The AFC people here are the ones who should have been afraid to post their identities. When you have to hide, even though your party has all power, it shows how completely bankrupt your position is - no one with a righteous cause and with nothing to fear hides and attacks from the shadows.
FM
So what you fellas feel that this is something you have to be proud of how many people you have here using your own names tell me? we know gerald is not real who else rass all yuh gat here using your own names?
J
quote:
Originally posted by Janus:
So, my Facebook postings are ripe for 'debate' in a Political Discussion forum but my criticisms of the government's poor cultural policy are not?

Albert, Ramakhant, SJ4321, Pointblank, Ferris Bueller, anyone, Bueller, Bueller, Bueller...


How de ras you can lump me wid dem PPP craps.

Is this how you gon start CONFUSED
Pointblank
quote:
Originally posted by Pointblank:
quote:
Originally posted by Janus:
So, my Facebook postings are ripe for 'debate' in a Political Discussion forum but my criticisms of the government's poor cultural policy are not?

Albert, Ramakhant, SJ4321, Pointblank, Ferris Bueller, anyone, Bueller, Bueller, Bueller...


How de ras you can lump me wid dem PPP craps.

Is this how you gon start CONFUSED


Oh shucks Pointblank. I am just seeing that. My sincere apology. You don't belong there.
T
quote:
Originally posted by TK_REDUX:
quote:
Originally posted by Pointblank:
quote:
Originally posted by Janus:
So, my Facebook postings are ripe for 'debate' in a Political Discussion forum but my criticisms of the government's poor cultural policy are not?

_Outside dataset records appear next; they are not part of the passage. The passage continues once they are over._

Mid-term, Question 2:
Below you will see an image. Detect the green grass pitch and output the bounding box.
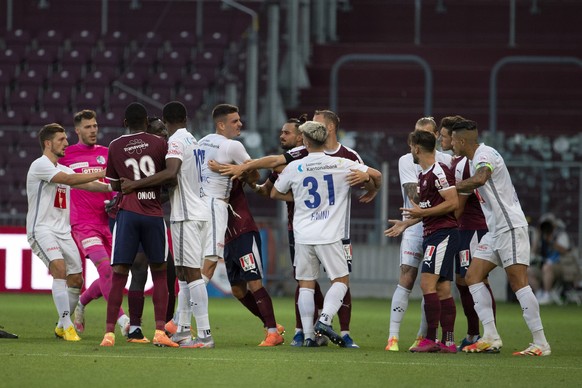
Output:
[0,294,582,388]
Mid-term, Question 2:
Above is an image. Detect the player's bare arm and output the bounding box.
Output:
[455,193,469,220]
[455,165,493,193]
[51,170,105,187]
[271,187,293,202]
[402,182,419,203]
[384,218,422,237]
[72,181,113,193]
[120,158,182,194]
[220,155,287,179]
[350,168,382,203]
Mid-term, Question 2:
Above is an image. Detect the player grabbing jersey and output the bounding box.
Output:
[271,121,381,346]
[60,109,129,335]
[26,123,113,341]
[452,120,552,356]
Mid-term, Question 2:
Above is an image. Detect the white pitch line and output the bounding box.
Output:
[0,350,582,371]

Albert, Ramakhant, SJ4321, Pointblank, Ferris Bueller, anyone, Bueller, Bueller, Bueller...


How de ras you can lump me wid dem PPP craps.

Is this how you gon start CONFUSED


Oh shucks Pointblank. I am just seeing that. My sincere apology. You don't belong there.
Sarry PB, I missed that too - sarry bro.
FM
quote:
Originally posted by Pointblank:
quote:
Originally posted by Janus:
So, my Facebook postings are ripe for 'debate' in a Political Discussion forum but my criticisms of the government's poor cultural policy are not?

Albert, Ramakhant, SJ4321, Pointblank, Ferris Bueller, anyone, Bueller, Bueller, Bueller...


How de ras you can lump me wid dem PPP craps.

Is this how you gon start CONFUSED


My apologies PointBlank. In all fairness, I did spend the morning directly transcribing the lyrics of the PPP party jingle and I may actually need therapy.